For next year, the lender also pushed back its previous growth projection of 4.5 percent to just 3.9 percent, according to The Age.

The downward adjustments have been mostly attributed to the expected cooling down of China's economy, which Beijing has pared down to 7.5 percent growth for this year following the country's consecutive expansions in the past years, at times reaching double-digit spikes.

Its accelerated industrialisation practically in reverse mode, in the near-term at least, China reduced its importation level to 5.3 percent as of March this year, leading to a trade surplus in the first quarter of the current year.

The result for Australia? The country registered a fall of about nine percent on its iron ore shipments in the same period because China remains its biggest market for the minerals, experts said.

The declines was mostly confirmed by the Australian Bureau of Statistics (ABS), which recently reported that Australia's mineral shipments shrunk by 17.5 percent to $14.3 billion in February this year, coming from the $17.3 billion revenues realised from the sector in August last year.

And that trend will only continue, the IMF said, warning too that "high uncertainty and more unpredictability," will characterise the commodities prices movements both in the near-term and the long-term.

It is best for mining-based nations, which obviously count Australia in the forefront, to start "building buffers to address cyclical volatility," which the IMF said should serve at least their cautious approach to the flagged challenges.

Save up and raise taxes, the IMF urged, while the harvested resources were delivering the goods and refrain from unnecessary spending so governments can hopefully dig out some cash by the time the boom is over.

Governments lucky enough to gain solid cash holdings must get involved on domestic investment activities to spur productivity and couple such policy by easing down tax regulations, the IMF report.
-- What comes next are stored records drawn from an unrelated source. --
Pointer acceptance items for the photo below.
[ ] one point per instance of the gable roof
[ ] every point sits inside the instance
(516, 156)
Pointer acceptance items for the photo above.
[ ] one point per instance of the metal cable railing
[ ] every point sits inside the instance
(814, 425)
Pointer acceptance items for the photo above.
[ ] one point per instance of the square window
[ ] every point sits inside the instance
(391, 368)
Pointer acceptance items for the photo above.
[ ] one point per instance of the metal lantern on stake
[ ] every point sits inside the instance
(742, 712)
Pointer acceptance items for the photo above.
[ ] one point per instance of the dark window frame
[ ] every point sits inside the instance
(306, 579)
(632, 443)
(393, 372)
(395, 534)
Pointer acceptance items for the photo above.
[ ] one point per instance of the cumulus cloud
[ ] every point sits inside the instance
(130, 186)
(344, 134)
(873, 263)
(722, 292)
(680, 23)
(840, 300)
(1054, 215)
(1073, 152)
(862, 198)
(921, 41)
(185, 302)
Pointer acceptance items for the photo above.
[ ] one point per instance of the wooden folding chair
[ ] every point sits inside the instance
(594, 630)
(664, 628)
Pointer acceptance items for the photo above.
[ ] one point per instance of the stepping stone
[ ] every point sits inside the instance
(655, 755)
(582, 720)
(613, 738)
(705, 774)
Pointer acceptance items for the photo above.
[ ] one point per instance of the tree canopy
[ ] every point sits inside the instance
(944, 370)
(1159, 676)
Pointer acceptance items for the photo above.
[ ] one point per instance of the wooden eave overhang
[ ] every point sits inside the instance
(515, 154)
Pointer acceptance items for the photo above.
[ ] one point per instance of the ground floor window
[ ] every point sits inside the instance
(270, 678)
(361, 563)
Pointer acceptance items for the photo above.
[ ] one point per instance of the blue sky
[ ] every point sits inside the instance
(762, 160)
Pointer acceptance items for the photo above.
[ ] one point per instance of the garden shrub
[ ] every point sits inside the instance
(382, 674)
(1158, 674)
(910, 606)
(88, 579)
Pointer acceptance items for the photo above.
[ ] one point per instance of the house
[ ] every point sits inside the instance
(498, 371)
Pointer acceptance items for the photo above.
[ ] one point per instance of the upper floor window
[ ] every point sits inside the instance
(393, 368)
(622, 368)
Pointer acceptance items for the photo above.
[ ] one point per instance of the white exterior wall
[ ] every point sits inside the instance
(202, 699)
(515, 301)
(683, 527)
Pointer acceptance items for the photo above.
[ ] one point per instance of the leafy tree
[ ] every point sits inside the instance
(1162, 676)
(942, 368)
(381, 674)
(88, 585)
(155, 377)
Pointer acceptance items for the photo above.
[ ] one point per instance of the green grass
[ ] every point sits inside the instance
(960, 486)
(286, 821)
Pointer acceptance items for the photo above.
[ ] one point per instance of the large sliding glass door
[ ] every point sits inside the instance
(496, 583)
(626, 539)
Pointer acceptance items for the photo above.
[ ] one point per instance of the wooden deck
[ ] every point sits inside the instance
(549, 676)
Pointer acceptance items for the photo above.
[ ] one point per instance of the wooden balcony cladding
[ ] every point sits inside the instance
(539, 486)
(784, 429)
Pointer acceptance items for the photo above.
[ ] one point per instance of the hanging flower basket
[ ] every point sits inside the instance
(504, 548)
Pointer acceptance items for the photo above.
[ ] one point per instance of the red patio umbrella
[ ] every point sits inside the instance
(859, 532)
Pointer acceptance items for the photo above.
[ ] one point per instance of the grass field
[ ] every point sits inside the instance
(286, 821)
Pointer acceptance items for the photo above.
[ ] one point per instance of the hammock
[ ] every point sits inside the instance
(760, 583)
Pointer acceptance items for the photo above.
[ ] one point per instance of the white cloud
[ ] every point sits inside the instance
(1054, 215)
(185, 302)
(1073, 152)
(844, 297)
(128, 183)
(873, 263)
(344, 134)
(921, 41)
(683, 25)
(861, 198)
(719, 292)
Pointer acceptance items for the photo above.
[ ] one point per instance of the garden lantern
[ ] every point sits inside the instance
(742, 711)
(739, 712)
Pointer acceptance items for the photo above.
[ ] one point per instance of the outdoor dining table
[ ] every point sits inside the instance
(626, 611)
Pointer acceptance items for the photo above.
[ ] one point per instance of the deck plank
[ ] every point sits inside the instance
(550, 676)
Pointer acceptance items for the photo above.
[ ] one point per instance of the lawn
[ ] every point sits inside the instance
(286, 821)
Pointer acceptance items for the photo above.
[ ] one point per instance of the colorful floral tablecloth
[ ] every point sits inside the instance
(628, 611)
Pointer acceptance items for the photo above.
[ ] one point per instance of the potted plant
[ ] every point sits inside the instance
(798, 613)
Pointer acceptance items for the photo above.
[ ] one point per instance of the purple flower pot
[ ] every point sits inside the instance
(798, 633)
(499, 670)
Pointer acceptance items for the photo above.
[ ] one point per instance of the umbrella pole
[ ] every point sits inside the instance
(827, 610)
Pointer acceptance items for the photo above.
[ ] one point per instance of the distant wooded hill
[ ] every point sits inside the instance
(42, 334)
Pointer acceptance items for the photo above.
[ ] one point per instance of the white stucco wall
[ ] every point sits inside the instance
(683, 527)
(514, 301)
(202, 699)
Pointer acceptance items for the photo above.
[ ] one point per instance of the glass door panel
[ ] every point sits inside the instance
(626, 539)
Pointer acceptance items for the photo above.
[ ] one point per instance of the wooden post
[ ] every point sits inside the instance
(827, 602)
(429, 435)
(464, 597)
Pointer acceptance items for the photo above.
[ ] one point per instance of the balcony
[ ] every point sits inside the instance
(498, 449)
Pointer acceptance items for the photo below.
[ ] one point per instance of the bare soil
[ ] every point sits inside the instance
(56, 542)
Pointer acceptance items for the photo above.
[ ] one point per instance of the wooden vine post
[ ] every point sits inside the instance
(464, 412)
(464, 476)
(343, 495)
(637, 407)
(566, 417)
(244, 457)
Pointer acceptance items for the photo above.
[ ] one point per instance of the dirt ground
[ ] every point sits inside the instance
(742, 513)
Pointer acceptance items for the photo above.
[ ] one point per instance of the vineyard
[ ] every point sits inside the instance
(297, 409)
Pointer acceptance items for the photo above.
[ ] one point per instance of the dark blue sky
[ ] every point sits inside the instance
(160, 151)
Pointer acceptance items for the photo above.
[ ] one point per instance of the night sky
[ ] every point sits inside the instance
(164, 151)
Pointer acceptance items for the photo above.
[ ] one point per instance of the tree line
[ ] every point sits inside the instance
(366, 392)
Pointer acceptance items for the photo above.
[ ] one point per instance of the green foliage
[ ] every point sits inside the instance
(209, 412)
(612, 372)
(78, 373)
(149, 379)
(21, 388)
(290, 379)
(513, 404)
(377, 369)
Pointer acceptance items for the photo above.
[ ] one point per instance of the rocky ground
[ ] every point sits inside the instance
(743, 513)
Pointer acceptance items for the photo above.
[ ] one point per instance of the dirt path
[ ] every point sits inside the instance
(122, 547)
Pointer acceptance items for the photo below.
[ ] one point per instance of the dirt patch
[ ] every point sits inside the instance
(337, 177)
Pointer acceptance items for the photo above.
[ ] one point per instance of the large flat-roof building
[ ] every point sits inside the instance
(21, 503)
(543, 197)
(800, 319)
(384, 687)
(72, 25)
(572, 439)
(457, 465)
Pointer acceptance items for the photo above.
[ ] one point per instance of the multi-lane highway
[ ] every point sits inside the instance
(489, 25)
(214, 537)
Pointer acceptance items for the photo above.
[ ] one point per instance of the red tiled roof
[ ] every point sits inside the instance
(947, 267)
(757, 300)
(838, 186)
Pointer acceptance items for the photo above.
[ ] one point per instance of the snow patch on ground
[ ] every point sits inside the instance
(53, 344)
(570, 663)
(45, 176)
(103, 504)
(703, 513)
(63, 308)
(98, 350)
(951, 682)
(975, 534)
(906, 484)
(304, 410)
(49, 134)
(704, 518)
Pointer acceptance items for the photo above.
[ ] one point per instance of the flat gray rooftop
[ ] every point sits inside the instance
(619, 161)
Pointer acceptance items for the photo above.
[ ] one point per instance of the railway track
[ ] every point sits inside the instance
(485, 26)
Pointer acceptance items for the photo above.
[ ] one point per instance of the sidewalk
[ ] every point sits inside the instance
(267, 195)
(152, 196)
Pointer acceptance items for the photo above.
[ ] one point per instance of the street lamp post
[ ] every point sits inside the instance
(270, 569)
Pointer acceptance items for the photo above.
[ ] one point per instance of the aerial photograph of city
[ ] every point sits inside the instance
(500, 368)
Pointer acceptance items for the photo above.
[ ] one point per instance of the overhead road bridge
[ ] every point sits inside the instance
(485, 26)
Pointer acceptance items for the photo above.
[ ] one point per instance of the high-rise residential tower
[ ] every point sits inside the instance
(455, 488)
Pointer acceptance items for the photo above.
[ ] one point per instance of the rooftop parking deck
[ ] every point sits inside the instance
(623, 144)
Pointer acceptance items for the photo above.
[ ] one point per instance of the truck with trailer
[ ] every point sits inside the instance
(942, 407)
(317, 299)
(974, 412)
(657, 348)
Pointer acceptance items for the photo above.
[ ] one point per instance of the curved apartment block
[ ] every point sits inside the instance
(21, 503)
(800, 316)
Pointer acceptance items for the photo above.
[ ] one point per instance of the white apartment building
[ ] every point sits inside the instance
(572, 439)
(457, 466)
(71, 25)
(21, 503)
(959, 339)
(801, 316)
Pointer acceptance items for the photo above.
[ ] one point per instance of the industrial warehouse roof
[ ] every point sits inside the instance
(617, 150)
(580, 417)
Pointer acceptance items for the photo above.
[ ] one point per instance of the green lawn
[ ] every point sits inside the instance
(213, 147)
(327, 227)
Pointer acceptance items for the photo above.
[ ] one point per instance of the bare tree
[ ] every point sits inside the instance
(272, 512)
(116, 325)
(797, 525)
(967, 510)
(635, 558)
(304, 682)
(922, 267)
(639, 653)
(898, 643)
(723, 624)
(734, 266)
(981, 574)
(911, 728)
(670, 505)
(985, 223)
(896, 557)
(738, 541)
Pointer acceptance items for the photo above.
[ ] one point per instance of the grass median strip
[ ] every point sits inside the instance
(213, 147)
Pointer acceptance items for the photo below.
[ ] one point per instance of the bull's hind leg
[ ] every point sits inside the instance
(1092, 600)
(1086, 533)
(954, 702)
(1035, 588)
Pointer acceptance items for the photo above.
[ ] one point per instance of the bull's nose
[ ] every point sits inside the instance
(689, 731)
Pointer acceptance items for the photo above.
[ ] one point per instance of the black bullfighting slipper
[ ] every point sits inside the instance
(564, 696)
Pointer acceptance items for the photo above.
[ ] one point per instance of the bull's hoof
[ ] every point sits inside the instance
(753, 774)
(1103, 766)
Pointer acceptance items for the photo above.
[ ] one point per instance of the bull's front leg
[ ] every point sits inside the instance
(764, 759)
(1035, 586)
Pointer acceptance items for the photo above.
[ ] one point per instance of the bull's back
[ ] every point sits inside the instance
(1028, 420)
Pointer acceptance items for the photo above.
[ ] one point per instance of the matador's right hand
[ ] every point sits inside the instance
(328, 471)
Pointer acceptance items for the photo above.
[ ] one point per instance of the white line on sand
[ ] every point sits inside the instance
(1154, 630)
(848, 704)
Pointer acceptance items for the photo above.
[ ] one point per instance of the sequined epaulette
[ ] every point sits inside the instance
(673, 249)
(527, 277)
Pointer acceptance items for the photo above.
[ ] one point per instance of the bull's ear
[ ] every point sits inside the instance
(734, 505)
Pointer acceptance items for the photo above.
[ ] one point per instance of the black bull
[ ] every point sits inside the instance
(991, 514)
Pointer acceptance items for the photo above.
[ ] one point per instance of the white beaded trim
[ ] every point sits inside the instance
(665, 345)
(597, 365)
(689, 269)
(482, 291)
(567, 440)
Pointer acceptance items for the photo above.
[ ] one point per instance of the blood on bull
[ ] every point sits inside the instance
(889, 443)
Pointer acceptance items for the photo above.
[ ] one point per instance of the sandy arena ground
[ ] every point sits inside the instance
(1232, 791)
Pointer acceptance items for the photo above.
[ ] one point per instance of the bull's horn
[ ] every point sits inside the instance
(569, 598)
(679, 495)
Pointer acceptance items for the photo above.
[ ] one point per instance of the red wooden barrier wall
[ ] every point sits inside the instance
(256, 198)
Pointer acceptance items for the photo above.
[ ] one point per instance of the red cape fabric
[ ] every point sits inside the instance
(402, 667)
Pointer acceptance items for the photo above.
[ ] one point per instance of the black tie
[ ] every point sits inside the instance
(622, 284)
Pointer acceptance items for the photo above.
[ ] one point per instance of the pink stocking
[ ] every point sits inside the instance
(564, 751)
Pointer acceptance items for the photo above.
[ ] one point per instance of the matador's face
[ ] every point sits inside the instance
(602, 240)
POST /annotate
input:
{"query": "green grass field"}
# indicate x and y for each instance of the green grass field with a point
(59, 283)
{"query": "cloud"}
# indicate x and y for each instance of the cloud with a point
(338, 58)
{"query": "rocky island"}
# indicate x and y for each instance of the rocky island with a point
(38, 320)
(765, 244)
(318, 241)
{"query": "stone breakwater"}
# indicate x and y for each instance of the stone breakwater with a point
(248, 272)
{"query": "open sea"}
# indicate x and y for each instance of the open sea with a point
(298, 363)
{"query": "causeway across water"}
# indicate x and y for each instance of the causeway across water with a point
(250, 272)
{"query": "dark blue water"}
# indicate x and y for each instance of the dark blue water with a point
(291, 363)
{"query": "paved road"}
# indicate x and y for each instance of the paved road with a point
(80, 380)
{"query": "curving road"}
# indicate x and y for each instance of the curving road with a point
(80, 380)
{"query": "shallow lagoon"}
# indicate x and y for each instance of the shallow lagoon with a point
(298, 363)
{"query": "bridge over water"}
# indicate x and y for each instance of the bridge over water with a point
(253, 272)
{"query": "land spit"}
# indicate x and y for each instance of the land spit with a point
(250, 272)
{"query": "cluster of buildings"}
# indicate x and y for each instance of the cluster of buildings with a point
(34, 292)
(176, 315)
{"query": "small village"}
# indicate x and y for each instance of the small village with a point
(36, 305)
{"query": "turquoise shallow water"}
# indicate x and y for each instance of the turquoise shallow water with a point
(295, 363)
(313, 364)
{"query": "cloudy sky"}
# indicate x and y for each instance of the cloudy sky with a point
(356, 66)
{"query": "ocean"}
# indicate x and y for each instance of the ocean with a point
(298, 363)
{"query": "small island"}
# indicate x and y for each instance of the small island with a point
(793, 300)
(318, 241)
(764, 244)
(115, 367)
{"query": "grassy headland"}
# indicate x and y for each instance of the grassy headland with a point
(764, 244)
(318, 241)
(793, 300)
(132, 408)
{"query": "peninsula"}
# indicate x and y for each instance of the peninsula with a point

Most of all, states must not by lured by sovereign wealth funds as ways to possibly increase the earnings delivered through commodities shipments.

"Changes in public investment expenditures give the strongest output effect, by raising private-sector productivity (for instance, via improvements in education, health and infrastructure), and subsequently by increasing private capital, labour and corporate incomes and consumption," the IMF suggested.